Tel que zéphyre, au moment qu’il s’éveille,
Marque les fleurs que doit sucer l’abeille,
Moi, je parcours les jardins de Cypris,
Et des beautés je marque ainsi le prix.
En remontant aux sources du bel âge,
Vois l’innocence, adore son langage,
Les pleurs naïfs, le sourire enfantin,
L’air ingénu, le regard incertain.
Quand les beautés, crédules et craintives,
Tiennent encor leurs caresses captives ;
Quand la nature, épiant tous ses sens,
Baisse les yeux sur ses trésors naissants,
Rougit de plaire en cherchant à séduire,
Et veut ensemble ignorer et s’instruire :
Voilà quinze ans. L’aube aimable du jour,
C’est une belle, enfant comme l’amour,
Qui n’a d’attraits que sa fraîcheur nouvelle,
Et sa pudeur, des graces la plus belle.
L’âge qui suit, développant ses traits,
Offre à l’amour de plus piquants attraits.

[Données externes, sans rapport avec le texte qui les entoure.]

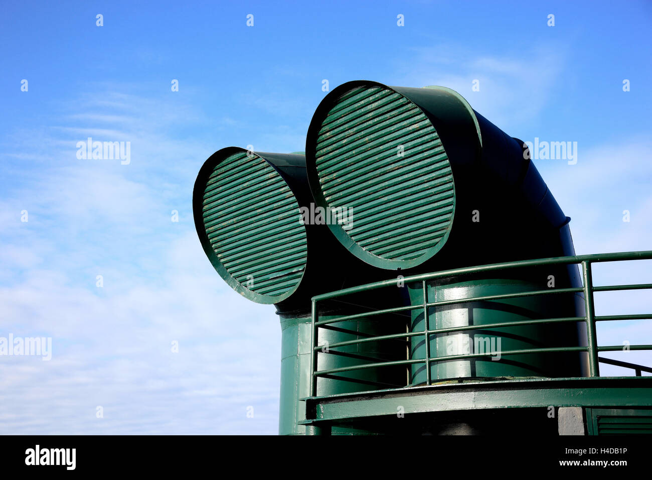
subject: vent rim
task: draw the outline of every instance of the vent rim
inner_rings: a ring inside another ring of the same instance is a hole
[[[326,200],[323,190],[322,190],[321,188],[319,182],[319,170],[318,168],[316,161],[317,146],[322,123],[327,117],[331,110],[335,108],[338,101],[342,97],[361,87],[366,87],[368,88],[379,88],[393,93],[396,93],[407,100],[408,103],[415,106],[421,114],[425,116],[426,118],[430,120],[430,117],[428,113],[424,110],[423,108],[422,108],[418,104],[413,102],[408,97],[406,96],[400,91],[397,91],[393,87],[379,83],[378,82],[374,82],[372,80],[354,80],[342,84],[332,90],[327,95],[326,95],[325,97],[324,97],[324,99],[319,103],[319,106],[317,107],[317,109],[310,120],[310,124],[308,127],[308,135],[306,135],[306,167],[308,173],[308,184],[310,185],[313,197],[314,198],[316,204],[325,209],[329,207],[329,204]],[[464,104],[468,106],[466,101],[457,92],[445,87],[437,87],[437,88],[441,88],[447,92],[450,92],[458,99],[462,101]],[[473,112],[470,106],[468,106],[468,109],[470,112]],[[475,120],[475,115],[473,116],[473,118]],[[432,120],[430,121],[432,123]],[[434,125],[432,125],[432,128],[437,131]],[[479,127],[478,127],[478,131],[479,132]],[[442,147],[445,152],[445,147],[443,146],[443,141]],[[448,158],[447,159],[449,166],[452,169],[452,162],[451,161],[450,158]],[[407,260],[383,258],[361,246],[358,242],[354,240],[353,238],[349,235],[348,232],[344,229],[342,225],[329,223],[329,229],[338,239],[338,240],[348,250],[358,258],[362,259],[365,263],[372,266],[386,270],[396,270],[398,268],[409,268],[421,265],[424,262],[432,258],[443,248],[448,241],[449,236],[451,234],[455,218],[457,203],[457,195],[455,193],[456,189],[454,185],[454,174],[452,174],[452,180],[451,181],[453,185],[452,205],[452,212],[446,229],[446,232],[445,234],[437,241],[437,243],[435,245],[426,249],[423,253],[419,257]]]
[[[245,285],[239,282],[233,275],[231,275],[229,270],[222,263],[217,255],[216,252],[211,245],[211,240],[209,237],[209,234],[207,232],[204,223],[203,197],[206,189],[206,184],[211,174],[213,173],[215,168],[222,161],[227,159],[233,154],[239,153],[246,153],[247,152],[248,150],[246,149],[242,148],[241,147],[226,147],[214,153],[204,162],[197,175],[197,178],[195,180],[194,187],[192,191],[193,218],[195,223],[195,229],[197,231],[197,235],[199,237],[200,243],[203,249],[204,253],[208,257],[211,264],[213,265],[213,268],[218,272],[220,276],[222,277],[222,280],[224,280],[224,281],[226,281],[227,284],[231,287],[231,288],[248,300],[262,304],[274,304],[282,302],[289,298],[297,291],[299,285],[301,284],[301,282],[303,281],[303,278],[306,274],[308,259],[307,231],[306,227],[304,225],[303,227],[301,227],[303,229],[303,238],[306,242],[304,252],[303,269],[301,272],[301,276],[299,277],[295,284],[283,293],[278,295],[269,295],[258,293],[258,292],[250,290]],[[257,157],[260,158],[263,162],[266,163],[267,165],[273,168],[274,171],[281,179],[281,180],[287,185],[288,182],[283,178],[283,175],[278,170],[278,168],[276,168],[276,167],[272,162],[269,161],[265,157],[264,153],[256,152],[253,153]],[[298,218],[298,216],[300,214],[300,212],[299,210],[299,201],[297,199],[294,192],[292,192],[291,189],[289,189],[289,191],[291,193],[294,203],[297,205],[297,214]]]

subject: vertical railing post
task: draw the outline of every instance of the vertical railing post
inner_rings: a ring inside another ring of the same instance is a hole
[[[430,385],[430,325],[428,321],[428,289],[426,281],[422,282],[423,287],[423,322],[426,332],[426,385]]]
[[[310,331],[310,396],[317,396],[317,352],[315,347],[319,344],[319,334],[317,331],[317,302],[312,300],[312,330]]]
[[[595,331],[595,312],[593,307],[593,279],[591,273],[591,262],[582,263],[582,281],[584,283],[584,310],[586,319],[586,336],[589,347],[589,376],[599,377],[598,341]]]

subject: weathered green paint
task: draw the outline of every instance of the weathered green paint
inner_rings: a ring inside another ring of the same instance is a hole
[[[523,324],[542,318],[584,317],[584,299],[579,294],[556,293],[503,298],[537,291],[541,284],[516,279],[476,279],[452,283],[426,282],[428,302],[449,304],[447,308],[430,307],[427,316],[431,330],[449,330],[431,335],[426,344],[424,336],[412,337],[411,359],[425,359],[430,345],[430,356],[444,357],[482,352],[501,352],[543,347],[585,345],[584,323]],[[423,288],[421,282],[408,285],[412,304],[423,304]],[[550,290],[548,290],[550,292]],[[498,296],[500,300],[459,302],[460,299]],[[422,331],[425,308],[412,312],[411,331]],[[499,323],[522,322],[518,326],[483,328]],[[475,326],[475,328],[469,328]],[[462,327],[464,330],[456,331]],[[580,338],[580,334],[584,338]],[[582,343],[583,342],[583,343]],[[426,366],[417,364],[411,367],[411,383],[441,379],[470,377],[576,377],[582,372],[579,355],[585,353],[530,353],[527,355],[492,355],[469,360],[454,360],[430,363],[430,376]]]
[[[389,88],[352,88],[333,103],[316,142],[325,206],[353,217],[332,228],[356,255],[400,266],[439,249],[454,185],[441,140],[419,106]]]
[[[589,435],[652,434],[652,409],[587,408]]]
[[[649,377],[449,381],[430,387],[308,399],[308,411],[314,415],[304,423],[395,417],[399,406],[406,416],[429,412],[547,408],[550,406],[649,407],[652,406],[651,389],[652,377]]]
[[[220,276],[259,303],[296,290],[306,266],[306,228],[297,200],[262,154],[228,148],[200,170],[193,194],[198,234]]]

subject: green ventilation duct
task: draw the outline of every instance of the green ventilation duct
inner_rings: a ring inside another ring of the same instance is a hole
[[[353,227],[329,227],[357,257],[376,267],[410,275],[501,262],[574,254],[569,218],[559,208],[523,142],[481,115],[445,87],[389,87],[360,80],[341,85],[318,107],[306,142],[308,181],[316,202],[346,209]],[[387,276],[391,274],[388,272]],[[427,301],[513,295],[581,286],[576,266],[529,268],[430,282]],[[409,302],[422,305],[421,286],[408,285]],[[546,327],[482,328],[503,321],[578,317],[581,296],[559,294],[546,304],[531,297],[429,309],[431,328],[477,325],[454,335],[434,335],[437,356],[469,353],[479,338],[504,349],[585,342],[584,324],[569,323],[551,335]],[[423,329],[413,310],[411,330]],[[561,333],[559,333],[561,332]],[[412,359],[426,355],[425,341],[411,342]],[[411,383],[428,379],[501,376],[577,376],[585,355],[551,359],[514,355],[434,363],[430,374],[412,369]]]
[[[426,114],[406,97],[353,86],[320,109],[309,133],[318,202],[355,216],[336,236],[383,268],[418,265],[446,242],[455,210],[448,155]],[[319,123],[318,130],[318,123]]]
[[[206,161],[195,184],[195,223],[204,251],[227,283],[258,303],[288,298],[306,269],[299,206],[273,163],[293,161],[300,163],[299,155],[224,148]]]
[[[200,170],[192,202],[197,234],[220,276],[245,298],[276,306],[282,329],[279,431],[304,434],[305,427],[298,422],[305,419],[305,405],[301,399],[310,395],[312,383],[308,374],[311,298],[381,277],[331,234],[322,223],[327,216],[320,219],[315,215],[303,154],[253,152],[237,147],[218,150]],[[353,306],[324,308],[319,314],[327,319],[343,308],[348,312],[363,313],[379,304],[377,299],[364,295],[354,302]],[[395,321],[363,317],[338,324],[321,340],[335,344],[385,334],[392,331]],[[366,342],[323,355],[319,368],[349,366],[378,358],[393,359],[404,352],[405,345],[400,344]],[[321,391],[334,394],[396,386],[404,381],[405,369],[366,368],[345,372],[338,378],[319,379]],[[343,382],[342,379],[348,379]],[[360,431],[342,427],[334,433]]]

Au doux éclat qu’a produit cette aurore
Succède un jour plus radieux encore ;
Et tous les fruits qu’un amant peut cueillir
Ont achevé de naître et d’embellir.

L’essor est pris, l’ame a senti ses ailes ;
Tous ses besoins sont des fêtes nouvelles ;
Le cœur instruit démêle ses désirs ;
C’est à vingt ans qu’on a tous les plaisirs.

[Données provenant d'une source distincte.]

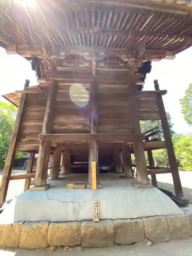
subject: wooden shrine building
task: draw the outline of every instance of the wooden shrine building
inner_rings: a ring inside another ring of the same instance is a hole
[[[143,91],[151,61],[173,59],[192,45],[192,8],[185,1],[36,0],[33,6],[0,4],[0,46],[31,61],[38,84],[4,95],[18,107],[0,187],[0,204],[11,179],[35,177],[46,186],[72,165],[93,169],[112,166],[132,176],[131,154],[137,172],[136,185],[148,186],[148,175],[171,173],[176,195],[183,197],[162,96]],[[11,75],[10,74],[10,75]],[[162,74],[163,75],[163,74]],[[140,120],[161,120],[164,141],[149,140]],[[152,151],[166,148],[170,168],[154,165]],[[148,154],[146,166],[144,151]],[[14,153],[30,153],[27,174],[11,175]],[[38,154],[36,172],[33,163]],[[94,165],[95,164],[95,165]],[[95,182],[95,181],[94,182]]]

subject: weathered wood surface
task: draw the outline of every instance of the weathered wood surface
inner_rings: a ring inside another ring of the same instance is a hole
[[[52,130],[57,86],[58,84],[55,80],[51,81],[42,129],[42,132],[46,134],[51,132]],[[35,179],[35,185],[37,186],[47,185],[50,150],[50,141],[40,141]]]
[[[31,179],[32,178],[35,178],[35,173],[32,173],[30,174],[12,174],[10,176],[10,180],[22,180],[24,179]]]
[[[56,145],[51,162],[51,168],[50,172],[50,177],[52,180],[58,179],[60,171],[60,163],[62,150],[62,144]]]
[[[157,80],[154,80],[155,88],[159,90],[159,86]],[[157,95],[157,102],[160,110],[162,127],[163,128],[164,137],[165,140],[170,168],[172,171],[176,195],[180,198],[183,198],[183,192],[179,177],[178,166],[175,154],[172,136],[168,127],[166,112],[163,101],[161,95]]]
[[[33,172],[33,167],[35,161],[35,153],[30,153],[29,156],[28,163],[27,167],[27,174],[31,174]],[[31,179],[26,179],[24,185],[24,191],[28,190],[30,186]]]
[[[29,80],[26,80],[24,89],[29,86]],[[2,178],[0,185],[0,206],[5,202],[7,190],[8,188],[10,177],[11,174],[13,161],[15,151],[15,146],[20,124],[23,110],[25,103],[25,94],[22,94],[17,111],[17,116],[14,126],[13,134],[11,139],[5,163],[5,167],[3,172]]]
[[[68,175],[70,170],[71,159],[69,150],[65,150],[62,153],[61,158],[61,174]]]

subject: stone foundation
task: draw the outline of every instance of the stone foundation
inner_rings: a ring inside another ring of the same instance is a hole
[[[192,236],[190,216],[183,214],[125,220],[17,222],[0,225],[1,248],[101,247],[185,239]]]

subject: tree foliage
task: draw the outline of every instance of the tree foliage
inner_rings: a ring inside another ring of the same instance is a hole
[[[192,135],[180,137],[174,146],[180,166],[185,170],[192,170]]]
[[[187,123],[192,126],[192,83],[185,91],[185,96],[180,99],[182,113]]]
[[[12,104],[0,101],[0,167],[4,166],[13,132],[16,108]],[[15,157],[23,157],[22,152],[16,153]]]
[[[174,131],[173,130],[173,124],[172,122],[172,119],[170,115],[170,114],[169,112],[166,113],[166,116],[167,116],[167,122],[168,122],[168,125],[169,127],[170,134],[172,136],[173,136],[173,135],[174,134]],[[143,133],[145,133],[147,131],[149,131],[151,129],[153,129],[153,128],[155,128],[156,126],[159,126],[159,130],[160,131],[160,138],[163,139],[164,138],[163,137],[163,129],[161,125],[161,122],[160,120],[146,120],[146,121],[140,121],[140,126],[141,126],[141,132]],[[159,137],[159,136],[157,135],[155,135],[154,137],[157,138]]]

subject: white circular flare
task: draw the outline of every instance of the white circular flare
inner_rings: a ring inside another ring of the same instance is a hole
[[[14,2],[23,7],[35,7],[37,4],[37,0],[14,0]]]
[[[70,97],[77,106],[84,106],[89,100],[89,94],[86,89],[78,83],[72,84],[70,87]]]

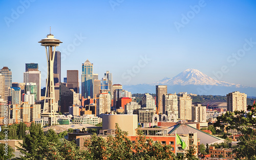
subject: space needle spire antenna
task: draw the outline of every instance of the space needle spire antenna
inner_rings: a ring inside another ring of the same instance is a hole
[[[45,102],[44,103],[44,109],[42,113],[41,127],[44,123],[44,117],[42,115],[47,115],[49,118],[48,125],[52,126],[53,123],[56,123],[55,114],[58,108],[58,105],[55,101],[54,93],[54,82],[53,81],[53,63],[55,55],[56,47],[62,43],[60,40],[54,38],[54,36],[51,34],[51,27],[50,27],[50,34],[47,38],[42,39],[38,43],[41,45],[44,46],[46,49],[46,59],[47,60],[47,80],[46,83],[46,95],[45,96]],[[46,105],[49,107],[46,109]]]

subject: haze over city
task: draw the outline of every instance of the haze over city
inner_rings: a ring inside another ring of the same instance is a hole
[[[78,70],[80,79],[89,59],[99,77],[110,71],[113,84],[153,83],[195,68],[256,87],[254,1],[29,2],[0,2],[0,64],[11,70],[13,82],[23,82],[26,63],[37,63],[44,86],[46,55],[38,42],[51,26],[63,42],[61,81],[68,70]]]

De trente hivers le temps marque les traces ;
La beauté perd ce qu’on ajoute aux graces ;
On n’est plus jeune, on est belle pourtant ;
On met plus d’art aux pièges que l’on tend :
C’est le tissu des intrigues secrètes,
L’art des atours, l’arsenal des toilettes :
Le soin de plaire, et la soif de jouir,
Redouble encor, loin de s’évanouir.
Par l’âge accrus, les sens ont plus d’empire
C’étoit l’amour, c’est alors son délire ;
Ardent, avide, impétueux, hardi,
C’est un soleil brûlant en son midi.
Moins jeune encor la beauté nous engage.
L’art du maintien, les graces du langage,
Les dons acquis, les charmes empruntés,
Donnent un lustre au couchant des beautés.

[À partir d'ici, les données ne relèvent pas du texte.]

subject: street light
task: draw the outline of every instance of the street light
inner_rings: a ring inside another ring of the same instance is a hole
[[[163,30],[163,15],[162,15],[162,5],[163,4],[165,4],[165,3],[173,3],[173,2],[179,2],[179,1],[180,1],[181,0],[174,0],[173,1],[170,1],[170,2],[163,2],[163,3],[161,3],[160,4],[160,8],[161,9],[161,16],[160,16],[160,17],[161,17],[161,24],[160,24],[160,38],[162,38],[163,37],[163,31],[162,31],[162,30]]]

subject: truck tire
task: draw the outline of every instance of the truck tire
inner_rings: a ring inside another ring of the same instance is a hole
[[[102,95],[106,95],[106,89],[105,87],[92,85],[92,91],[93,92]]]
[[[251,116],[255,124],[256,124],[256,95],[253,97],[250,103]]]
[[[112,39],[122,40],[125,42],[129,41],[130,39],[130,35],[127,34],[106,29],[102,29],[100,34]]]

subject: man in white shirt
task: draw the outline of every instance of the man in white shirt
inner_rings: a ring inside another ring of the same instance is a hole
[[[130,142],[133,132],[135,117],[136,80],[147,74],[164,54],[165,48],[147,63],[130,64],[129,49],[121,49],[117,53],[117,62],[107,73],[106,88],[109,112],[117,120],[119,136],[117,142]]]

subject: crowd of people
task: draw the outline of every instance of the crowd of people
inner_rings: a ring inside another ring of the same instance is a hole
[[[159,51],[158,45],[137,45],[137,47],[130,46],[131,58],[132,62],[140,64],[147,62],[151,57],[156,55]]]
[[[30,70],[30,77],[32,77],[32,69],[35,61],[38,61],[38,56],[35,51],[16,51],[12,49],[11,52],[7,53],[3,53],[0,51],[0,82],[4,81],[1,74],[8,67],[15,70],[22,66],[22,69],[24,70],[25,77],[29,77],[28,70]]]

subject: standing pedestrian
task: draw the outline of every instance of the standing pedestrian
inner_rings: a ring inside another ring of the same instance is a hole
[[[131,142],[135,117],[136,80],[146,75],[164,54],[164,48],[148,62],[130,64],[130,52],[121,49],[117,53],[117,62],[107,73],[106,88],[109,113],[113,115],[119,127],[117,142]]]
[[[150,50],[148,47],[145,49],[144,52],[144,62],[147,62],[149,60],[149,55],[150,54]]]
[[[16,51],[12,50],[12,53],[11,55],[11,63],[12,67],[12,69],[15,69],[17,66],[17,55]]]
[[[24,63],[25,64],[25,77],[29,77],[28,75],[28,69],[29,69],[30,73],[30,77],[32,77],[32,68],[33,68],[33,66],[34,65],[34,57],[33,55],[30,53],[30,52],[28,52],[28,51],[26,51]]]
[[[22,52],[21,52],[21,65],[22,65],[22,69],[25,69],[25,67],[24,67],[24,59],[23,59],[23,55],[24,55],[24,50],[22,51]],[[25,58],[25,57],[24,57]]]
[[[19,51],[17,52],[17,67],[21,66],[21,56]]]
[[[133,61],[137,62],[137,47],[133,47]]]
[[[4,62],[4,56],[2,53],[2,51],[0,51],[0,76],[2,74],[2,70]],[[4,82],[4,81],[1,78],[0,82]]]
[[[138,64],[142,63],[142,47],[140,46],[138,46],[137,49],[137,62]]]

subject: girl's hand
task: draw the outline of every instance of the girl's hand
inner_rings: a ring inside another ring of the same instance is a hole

L’amour, fidèle à leurs flammes constantes,
Se glisse encor sous les rides naissantes,
Et, pour régner jusqu’aux derniers instants,
Sème de fleurs les ruines du temps.
La jeune rose, en se pressant d’éclore,
Fait au matin le charme de l’aurore ;
Clytie, au soir, dans son riche appareil,
Fait l’ornement du coucher du soleil.
Tout plaît un jour, tout âge a ses délices :
Ces dons divers sont faits pour nos caprices ;
Par eux l’amour, variant ses attraits,
Forme un carquois d’inépuisables traits.
Il est des yeux dont la langueur touchante
Pénètre un cœur, l’amollit et l’enchante :
D’autres plus vifs l’enflamment à leur tour ;
Ce sont les traits, les foudres de l’amour.
L’une a du port l’élégante noblesse,
L’autre une taille où languit la mollesse ;
Plus d’embonpoint embellit celle-ci ;
Là sont les lis ; les roses sont ici.
Chaque beauté fait un lot à chacune :
Laure étoit blonde, et Corinne étoit brune.